So, I have been continuing to work on the salvage algorithm for the iliac tracking. There is a particularly perplexing situation where one iliac tracks properly and the other fails. The question arises as to how exactly to identify a better starting point for the failed iliac artery. Basically, all I have to work with is a list of point which are highly likely to be either in the aorta or common iliac arteries. The algorithm prior to this stage has done a lot of statistical sorting of the points to whittle them down to the highest yield points. At any rate, for the salvage algorithm, I realized that all of the previous analysis was not necessarily applicable in this case because you essentially can take very little for granted.
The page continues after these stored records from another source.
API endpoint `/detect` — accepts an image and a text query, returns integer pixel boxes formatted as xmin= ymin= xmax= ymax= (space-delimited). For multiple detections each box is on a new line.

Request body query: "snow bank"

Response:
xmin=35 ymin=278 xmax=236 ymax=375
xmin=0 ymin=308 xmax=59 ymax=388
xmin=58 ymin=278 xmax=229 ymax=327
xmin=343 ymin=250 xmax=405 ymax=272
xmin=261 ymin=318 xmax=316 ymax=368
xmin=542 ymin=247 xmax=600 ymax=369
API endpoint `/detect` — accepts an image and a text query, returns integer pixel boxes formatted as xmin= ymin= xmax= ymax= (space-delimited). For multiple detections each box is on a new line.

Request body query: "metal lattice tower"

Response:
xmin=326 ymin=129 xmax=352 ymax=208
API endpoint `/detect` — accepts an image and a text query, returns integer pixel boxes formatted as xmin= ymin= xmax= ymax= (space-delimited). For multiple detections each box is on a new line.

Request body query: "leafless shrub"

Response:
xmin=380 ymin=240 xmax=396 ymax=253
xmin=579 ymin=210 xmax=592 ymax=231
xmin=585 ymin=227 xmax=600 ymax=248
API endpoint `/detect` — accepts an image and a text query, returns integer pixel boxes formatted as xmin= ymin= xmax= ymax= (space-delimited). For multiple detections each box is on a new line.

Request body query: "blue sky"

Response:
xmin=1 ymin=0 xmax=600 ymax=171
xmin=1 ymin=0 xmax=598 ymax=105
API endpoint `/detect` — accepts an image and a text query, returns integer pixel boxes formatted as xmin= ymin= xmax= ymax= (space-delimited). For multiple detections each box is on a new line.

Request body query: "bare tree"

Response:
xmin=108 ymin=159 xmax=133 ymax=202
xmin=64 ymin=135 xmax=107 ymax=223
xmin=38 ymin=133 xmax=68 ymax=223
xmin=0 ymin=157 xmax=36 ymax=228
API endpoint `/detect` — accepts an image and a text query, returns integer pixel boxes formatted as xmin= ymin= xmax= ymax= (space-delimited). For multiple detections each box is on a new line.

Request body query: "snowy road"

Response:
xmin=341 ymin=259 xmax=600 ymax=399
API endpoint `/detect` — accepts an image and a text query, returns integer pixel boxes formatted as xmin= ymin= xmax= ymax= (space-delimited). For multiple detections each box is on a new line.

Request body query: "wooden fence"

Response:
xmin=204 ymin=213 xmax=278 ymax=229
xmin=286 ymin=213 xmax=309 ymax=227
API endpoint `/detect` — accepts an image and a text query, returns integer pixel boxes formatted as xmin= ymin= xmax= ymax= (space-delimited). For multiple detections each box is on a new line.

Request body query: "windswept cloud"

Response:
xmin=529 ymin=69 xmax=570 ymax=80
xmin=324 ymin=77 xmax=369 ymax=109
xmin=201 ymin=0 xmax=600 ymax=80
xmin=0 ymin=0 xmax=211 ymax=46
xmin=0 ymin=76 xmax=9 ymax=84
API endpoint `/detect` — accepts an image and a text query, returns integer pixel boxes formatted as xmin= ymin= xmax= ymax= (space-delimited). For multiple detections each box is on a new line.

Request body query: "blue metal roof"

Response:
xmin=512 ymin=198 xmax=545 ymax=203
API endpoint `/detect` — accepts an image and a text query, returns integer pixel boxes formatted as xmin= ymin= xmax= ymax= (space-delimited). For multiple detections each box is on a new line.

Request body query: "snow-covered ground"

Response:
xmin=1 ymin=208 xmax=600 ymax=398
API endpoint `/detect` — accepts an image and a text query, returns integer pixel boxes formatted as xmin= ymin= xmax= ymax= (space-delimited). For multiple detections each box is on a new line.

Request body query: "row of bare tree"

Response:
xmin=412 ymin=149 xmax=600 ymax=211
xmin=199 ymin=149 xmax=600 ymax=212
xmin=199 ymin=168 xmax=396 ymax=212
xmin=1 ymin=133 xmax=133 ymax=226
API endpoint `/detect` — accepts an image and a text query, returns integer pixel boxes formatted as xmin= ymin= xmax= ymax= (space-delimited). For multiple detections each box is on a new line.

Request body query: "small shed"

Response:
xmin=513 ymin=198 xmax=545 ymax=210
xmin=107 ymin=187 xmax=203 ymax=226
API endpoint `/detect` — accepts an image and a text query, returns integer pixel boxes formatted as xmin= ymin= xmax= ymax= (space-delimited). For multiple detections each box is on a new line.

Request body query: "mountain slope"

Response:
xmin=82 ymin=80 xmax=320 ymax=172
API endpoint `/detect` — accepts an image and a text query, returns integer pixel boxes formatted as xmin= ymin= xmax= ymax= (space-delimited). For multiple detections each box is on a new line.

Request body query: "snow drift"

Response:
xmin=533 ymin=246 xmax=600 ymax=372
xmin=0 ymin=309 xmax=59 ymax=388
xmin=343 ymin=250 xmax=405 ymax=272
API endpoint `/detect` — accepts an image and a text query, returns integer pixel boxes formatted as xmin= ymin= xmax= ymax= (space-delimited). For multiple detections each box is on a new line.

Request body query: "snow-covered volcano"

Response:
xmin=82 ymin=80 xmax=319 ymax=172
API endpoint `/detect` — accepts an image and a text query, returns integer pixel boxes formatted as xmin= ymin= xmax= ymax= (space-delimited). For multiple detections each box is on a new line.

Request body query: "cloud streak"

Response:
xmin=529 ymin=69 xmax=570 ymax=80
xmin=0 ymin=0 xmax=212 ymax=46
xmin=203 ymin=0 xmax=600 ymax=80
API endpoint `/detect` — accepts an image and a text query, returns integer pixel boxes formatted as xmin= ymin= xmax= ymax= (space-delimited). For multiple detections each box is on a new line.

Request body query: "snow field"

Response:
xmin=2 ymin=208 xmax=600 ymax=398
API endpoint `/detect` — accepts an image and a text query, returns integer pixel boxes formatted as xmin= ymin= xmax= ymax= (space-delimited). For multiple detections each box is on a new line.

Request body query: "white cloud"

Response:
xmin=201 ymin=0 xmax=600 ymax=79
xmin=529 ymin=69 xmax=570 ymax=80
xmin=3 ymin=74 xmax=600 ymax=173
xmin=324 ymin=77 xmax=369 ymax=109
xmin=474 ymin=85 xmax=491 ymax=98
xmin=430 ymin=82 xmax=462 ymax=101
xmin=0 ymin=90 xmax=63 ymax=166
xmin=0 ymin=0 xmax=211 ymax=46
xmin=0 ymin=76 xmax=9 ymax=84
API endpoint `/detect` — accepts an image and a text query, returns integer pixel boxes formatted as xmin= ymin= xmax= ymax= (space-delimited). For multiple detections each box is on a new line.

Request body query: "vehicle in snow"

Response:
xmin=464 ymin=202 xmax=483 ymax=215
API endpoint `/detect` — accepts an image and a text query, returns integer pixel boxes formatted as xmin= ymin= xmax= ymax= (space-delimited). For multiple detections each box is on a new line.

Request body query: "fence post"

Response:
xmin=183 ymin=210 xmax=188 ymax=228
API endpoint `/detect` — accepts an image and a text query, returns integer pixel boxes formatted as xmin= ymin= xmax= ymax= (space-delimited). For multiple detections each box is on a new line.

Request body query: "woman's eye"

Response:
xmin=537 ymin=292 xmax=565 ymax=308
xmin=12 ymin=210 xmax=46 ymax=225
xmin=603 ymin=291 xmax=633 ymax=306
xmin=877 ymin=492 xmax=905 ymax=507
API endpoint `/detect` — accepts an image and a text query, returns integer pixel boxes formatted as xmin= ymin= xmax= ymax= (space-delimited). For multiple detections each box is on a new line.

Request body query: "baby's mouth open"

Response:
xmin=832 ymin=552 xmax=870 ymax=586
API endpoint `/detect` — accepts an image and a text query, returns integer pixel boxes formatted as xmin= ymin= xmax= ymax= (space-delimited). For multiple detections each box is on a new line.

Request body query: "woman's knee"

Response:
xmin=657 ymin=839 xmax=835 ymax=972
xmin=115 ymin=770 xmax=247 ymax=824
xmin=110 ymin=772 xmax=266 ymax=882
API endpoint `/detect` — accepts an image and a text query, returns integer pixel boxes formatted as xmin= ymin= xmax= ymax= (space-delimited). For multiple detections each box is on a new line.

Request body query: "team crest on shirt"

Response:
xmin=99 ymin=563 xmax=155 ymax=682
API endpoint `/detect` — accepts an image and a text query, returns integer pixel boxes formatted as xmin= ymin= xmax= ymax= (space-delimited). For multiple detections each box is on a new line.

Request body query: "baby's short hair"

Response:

I messed around with a bunch of very complicated and convoluted logic steps to try to isolate a good alternate starting point.
It turns out that after all that work, I was still getting very unreliable results. The fundamental issue being that I don't have the ability to write a hunk of code that, from a logic standpoint, can account for the myriad of possible configuration that arise in nature. As I thought about the problem on a more abstract level, I started to conceptualize the problem as one of bipolar attraction and repulsion. if a potential point is very close to the string of point that represent the successful iliac artery, then that point is very unlikely to represent a good starting point. This of course is exactly the calculation for the potential relative to a line of charge. So, I did exactly that... I treated each point of the opposite iliac artery as a point charge and calculated the field for each of the potential points. The assumption being that the point furthest from the line of charge will have the lowest potential and also have the highest change of being a successful starting point.
It took a couple of days of debugging to get the algorithm to do what it is supposed to do, but at the end of the day, I finally got it to give a correct result on the test case. Unfortunately, for these special cases, there are only a handful of studies that end up using this portion of the algorithm which makes robustness testing very difficult. At the very least I will be able to try it out on the 4 or so other case I have that run into similar issues.